Superant les limitacions de secreció en pichia pastoris per a la producció de proteïnes recombinants
- Autores: Juan José Barrero Peña
- Directores de la Tesis: Francisco Valero Barranco (dir. tes.), Pau Ferrer Alegre (codir. tes.)
- Lectura: En la Universitat Autònoma de Barcelona ( España ) en 2020
- Idioma: español
- ISBN: 9788449094811
- Tribunal Calificador de la Tesis: Miguel Alcalde Galeote (presid.), Joaquín Ariño Carmona (secret.), Diethard Mattanovich (voc.)
- Programa de doctorado: Programa de Doctorado en Biotecnología por la Universidad Autónoma de Barcelona
- Materias:
- Enlaces
- Tesis en acceso abierto en: TDX
- Resumen
The methylotrophic yeast Pichia pastoris (Komagataella spp.) has become one of the most popular cellular platforms to produce industrially relevant proteins, most of which are secreted in the extracellular media to facilitate subsequent downstream processing. The secretion of heterologous proteins out of the cell is mediated by the secretory pathway, a route that encompasses several steps and has different organelles interconnected to achieve an efficient secretion. However, when P. pastoris is forced to produce heterologous proteins, the proper function of the secretion pathway might be compromised. In this context, different studies have been carried out to identify specific bottlenecks and maximize protein production.
We identified the translocation of proteins from the cytoplasm to the Endoplasmic Reticulum (ER) as a major early bottleneck present in the secretory pathway. The translocation step is usually mediated by a signal sequence present at the N-terminal of the protein to be translocated.

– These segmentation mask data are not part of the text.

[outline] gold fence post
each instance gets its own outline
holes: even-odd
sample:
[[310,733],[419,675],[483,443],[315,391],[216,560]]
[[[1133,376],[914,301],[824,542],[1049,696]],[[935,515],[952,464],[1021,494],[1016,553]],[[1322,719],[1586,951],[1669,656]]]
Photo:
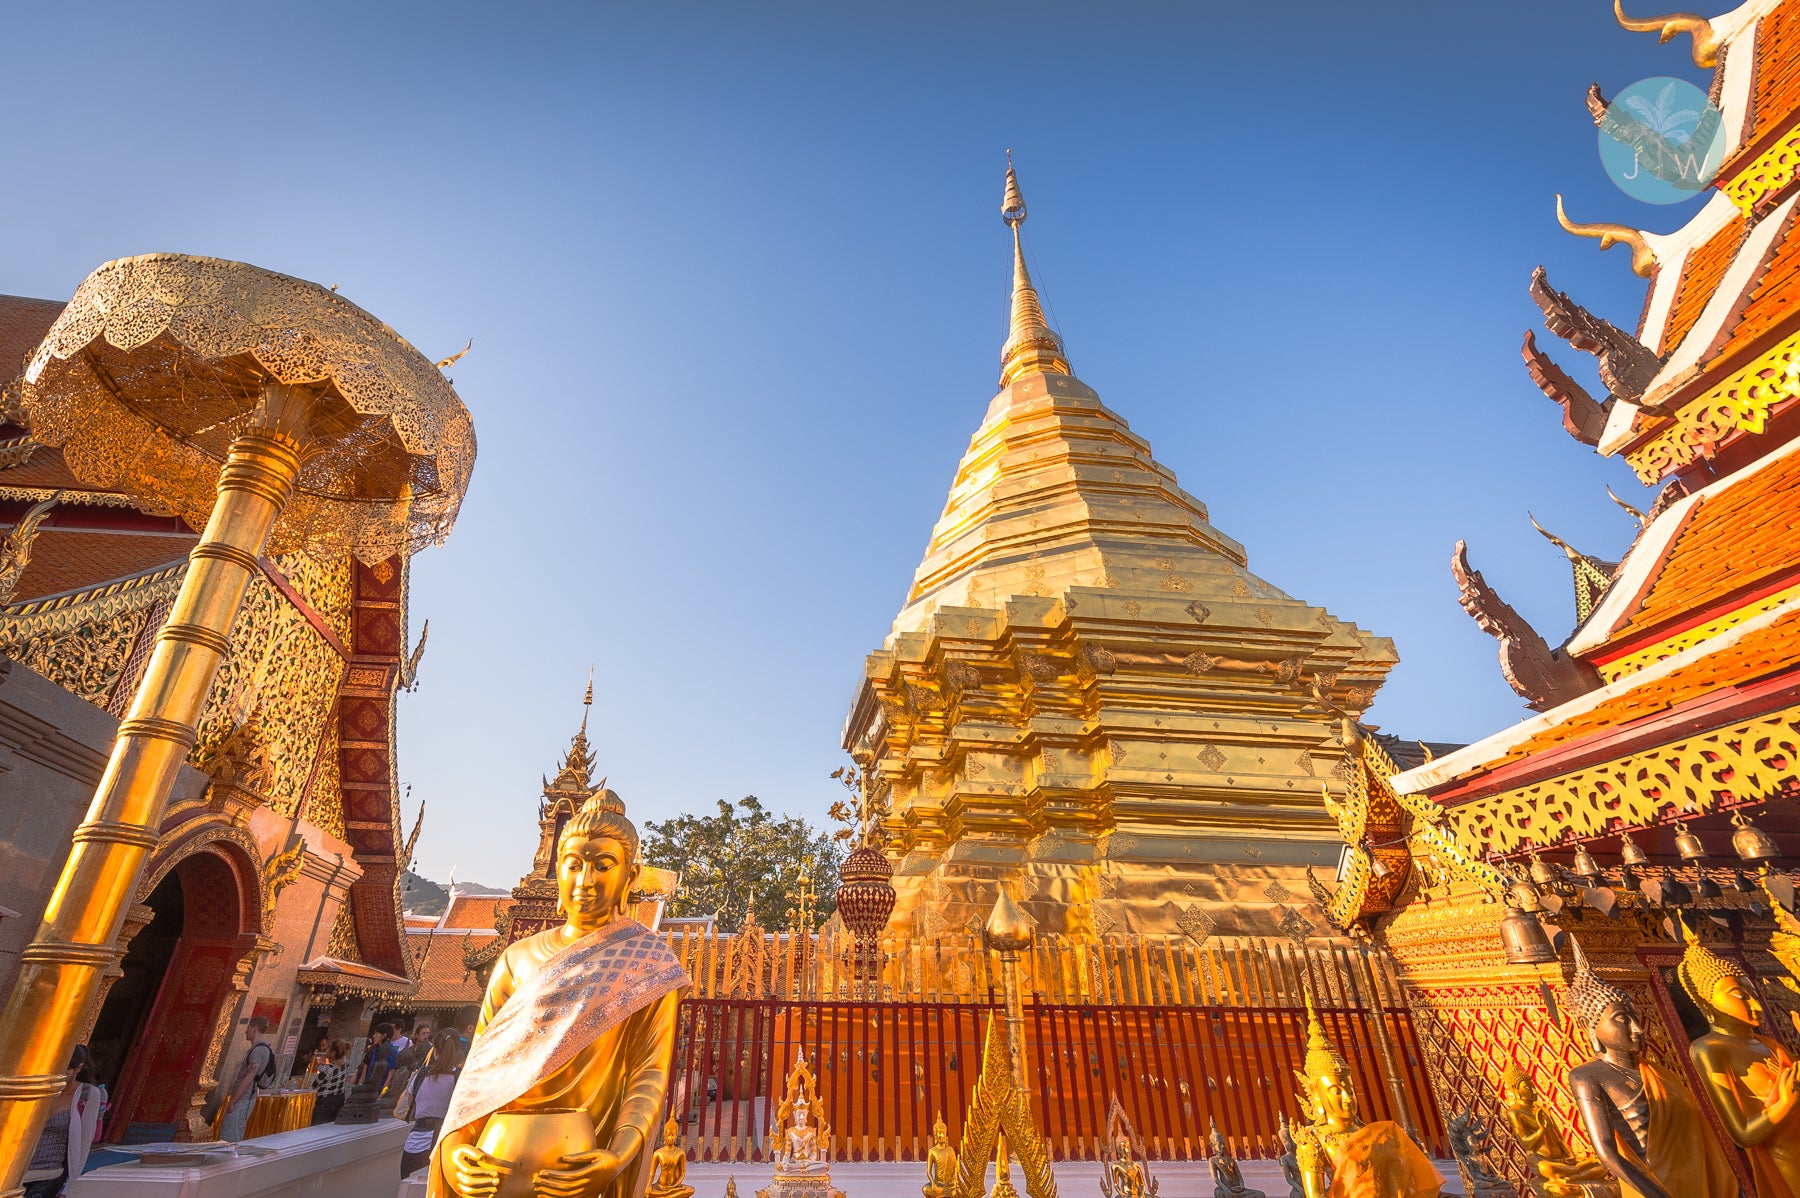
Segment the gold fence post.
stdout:
[[1381,1052],[1381,1071],[1387,1074],[1388,1095],[1393,1099],[1394,1113],[1400,1116],[1400,1126],[1415,1141],[1419,1138],[1419,1125],[1413,1121],[1412,1102],[1406,1093],[1406,1083],[1400,1076],[1400,1062],[1394,1056],[1394,1044],[1388,1036],[1387,1007],[1381,1001],[1381,983],[1375,976],[1375,962],[1369,952],[1366,940],[1359,940],[1357,951],[1362,956],[1363,973],[1369,983],[1369,1001],[1374,1004],[1375,1046]]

Depending on the signal sequence, this step can be performed while the protein is being translated (co-translational translocation) or after the translation (post-translational translocation). In addition, the secretion signal has to contain a so-called pro-region to mediate a fast export of the recombinant protein from the ER to the Golgi for subsequent secretion.

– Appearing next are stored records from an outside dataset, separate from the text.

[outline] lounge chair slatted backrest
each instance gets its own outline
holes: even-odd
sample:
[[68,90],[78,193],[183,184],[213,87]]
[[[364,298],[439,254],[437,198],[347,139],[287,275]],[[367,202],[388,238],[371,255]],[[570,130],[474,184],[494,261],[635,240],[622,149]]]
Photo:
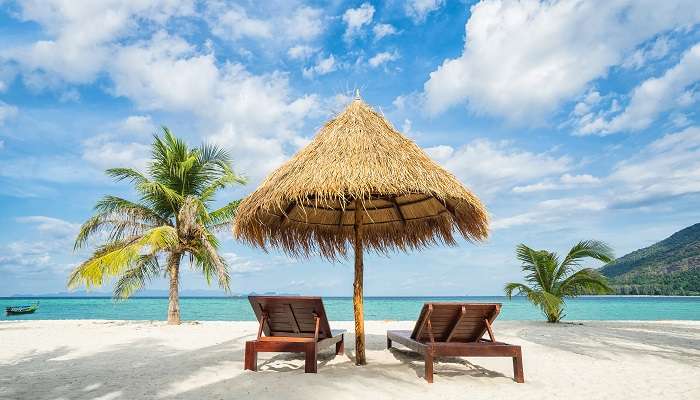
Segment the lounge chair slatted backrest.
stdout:
[[426,303],[411,338],[419,342],[478,342],[500,310],[496,303]]
[[316,316],[319,318],[318,339],[333,336],[320,297],[250,296],[248,300],[258,321],[265,318],[265,336],[312,338],[316,331]]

In the first part of this study, we focused on the engineering and characterization of the secretion signal peptide as a strategy to improve recombinant protein secretion. For comparison, we used the secretion signal from the alpha mating factor (α-MF) from Saccharomyces cerevisiae, which is the most common secretion signal used by the scientific community to secrete recombinant proteins in P. pastoris. This secretion signal is reported to drive proteins through the post-translational translocation. As a result, if the -MF is fused to a protein that can fold in the yeast cytosol, the protein may be unable to traverse the ER translocon and enter the secretory pathway. The solution was to replace the pre- MF signal sequence with the pre-Ost1 signal sequence, which directs co-translational translocation across the ER membrane, thereby ensuring that heterologous proteins fold only after reaching the ER lumen. Additionally, the pro-region from the α-MF contained a region prone to aggregation, which was easily removed by exchanging a threonine by a serine at position 42 (Ser42). The resulting hybrid secretion signal drastically increased the production of three different model proteins used in this thesis: a fluorescent model protein called E2-Crimson and two different lipases of industrial interest, namely the lipase 2 from Bacillus thermocatenulatus (BTL2) and a lipase from Rhizopus oryzae (ROL). More importantly, these findings were then tested at bioreactor scale, thereby obtaining similar results to those observed at shake flask scale. Notably, strains with the improved secretion signal had a better cell performance in comparison with the α-MF.
Overall, a new hybrid secretion signal has been proposed to replace the factor secretion signal as the default standard for producing heterologous proteins in P. pastoris. However, to fully exploit the power of the improved secretion signal, additional cellular engineering is needed to overcome bottlenecks that appear downstream of the translocation event, particularly under bioprocess (fed-batch) conditions.